In so doing, the Court drew a careful distinction between § 215‘s initial language holding that it “shall be unlawful for any person ” to commit certain acts (§ 215(a)), and more limited language of the provision at issue here, protecting “any employee ” from the person’s misconduct (§ 215(a)(3)). Id. at 245-246 (emphasis added). The court found that the statute’s application to “any person” did not bar suit against the “non-employer” City, however, the plain language of the statue restricting its protections to “any employee” did mean that a mere job “applicant” did not have standing to bring a § 215 action. Id. As the Glover court found, the first sentence of the statute applies to “any person,” if “Congress wanted to cover non-employees, it could have written § 215(a)(3) to prevent discrimination [or retaliation] against “any person” instead of “any employee.” Id. at 246-247. Based on the plain language of the statute, the courts that have considered the issue have found that § 215(a)(3) does not cover job applicants.
Plaintiff attempts to distinguish these cases as outliers and non-binding on this Court. As decisions from other Districts they are clearly not binding precedent, however, their reasoning is, contrary to Plaintiff’s argument, applicable here. Both opinions rest on the plain language of the statute and both were unwilling to read the term “employee” to mean an individual who was never employed the Defendant.
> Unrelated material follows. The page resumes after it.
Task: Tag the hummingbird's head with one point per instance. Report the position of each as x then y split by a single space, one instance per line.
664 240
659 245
Defendant points to the leading Fourth case regarding the sufficiency of an anti-retaliation claim under FLSA, Darveau v. Detecon, Inc., 515 F.3d 334 (4th Cir.2008.) In the Fourth Circuit, to assert a prima facie claim of retaliation under the FLSA a plaintiff must show: “that (1) he engaged in an activity protected by the FLSA; (2) he suffered adverse action by the employer subsequent to or contemporaneous with such protected activity; and (3) a causal connection exists between the employee’s activity and the employer’s adverse action.” Darveau v. Detecon, Inc., 515 F.3d 334, 340 (4th Cir.2008) (citing Wolf v. Coca-Cola Co., 200 F.3d 1337, 1342-43 (11th Cir.2000); Conner v. Schnuck Mkts., Inc., 121 F.3d 1390, 1394 (10th Cir.1997)). Similarly, Defendant argues that as the Fourth Circuit standard requires a “casual connection” between the “employee’s activity” and the “employer’s” action, Plaintiff has no standing to bring suit as she was never an “employee.” (Mem. in Supp. Mot. to Dismiss at 4.) Without reading beyond the plain language of the statute, a job applicant cannot be considered an ‘employee.’ “
Although not highlighted here, the Court also rejected several alternative arguments put forth by Plaintiff, that the Court should look beyond the FLSA, to statutory definitions and construction of Title VII and the NLRA statutes.